Kegiatan ini menjadi bukti nyata kolaborasi antara masyarakat, TNI, dan pemerintah dalam membangun ketahanan pangan sekaligus meningkatkan kesejahteraan petani lokal.
Dalam panen raya tersebut, berbagai komoditas pertanian dan kehutanan seperti cabai, tomat, bawang, sayuran, lengkeng, dan durian berhasil dipanen dari lahan seluas 200 hektare.
Program ini dikelola Yayasan Persada Akmil 92 dengan melibatkan 400 petani dari desa sekitar Gunung Hejo.
“Saya mengapresiasi program ini. Ini bukan hanya soal panen, tapi soal perubahan pola pikir terhadap pertanian yang selama ini sering dianggap sebelah mata,” ujar Gubernur Dedi Mulyadi dalam sambutannya.

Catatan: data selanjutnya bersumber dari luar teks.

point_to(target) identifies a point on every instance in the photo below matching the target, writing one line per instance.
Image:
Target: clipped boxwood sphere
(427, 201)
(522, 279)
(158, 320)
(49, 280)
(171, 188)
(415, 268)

Agroforestri, Solusi Pertanian Ramah Lingkungan
Konsep agroforestri yang diterapkan merupakan sistem integrasi antara tanaman pertanian dan tanaman hutan, yang memungkinkan masyarakat mengelola lahan tanpa merusak ekosistem hutan.
Gubernur menilai, model ini mampu mengurangi angka pengangguran dan menjadi jawaban atas masalah kemiskinan di wilayah Jawa Barat.
“Potensi pendapatan dari 200 hektare ini bisa mencapai Rp50 miliar. Ini bukan sekadar pertanian, tapi jalan keluar nyata bagi masalah sosial kita,” tegasnya.
Bagi Hasil dan Kemandirian Petani
Dalam program ini, para petani tidak hanya berperan sebagai tenaga kerja, tetapi juga mendapatkan bagi hasil dari setiap panen, baik dari tanaman sayuran musiman maupun tanaman keras seperti durian dan lengkeng.
“Mereka tidak hanya menanam, tapi juga merasakan hasilnya. Ada keadilan ekonomi di sini,” tambah KDM.
Dukungan TNI dan Komitmen Lingkungan
Kegiatan ini juga melibatkan TNI Angkatan Darat, yang membuktikan peran aktif institusi pertahanan dalam mendukung pembangunan di sektor pertanian.
Pada acara tersebut, Gubernur Jabar secara simbolis menyerahkan 1.000 bibit pohon durian kepada Kepala Staf Angkatan Darat (KASAD), Jenderal TNI Maruli Simanjuntak.
“Ini langkah konkret bahwa TNI hadir di tengah masyarakat, bukan hanya dalam aspek keamanan, tapi juga ketahanan pangan dan lingkungan,” ucap Dedi.
Pertanian Adalah Masa Depan
Panen raya di Gunung Hejo bukan sekadar simbol keberhasilan musim tanam, tapi juga harapan baru bagi masa depan pertanian di Jawa Barat.
Program agroforestri yang berbasis kolaborasi ini menunjukkan bahwa dengan pendekatan berkelanjutan dan partisipatif, pertanian dapat menjadi kekuatan ekonomi yang menjanjikan.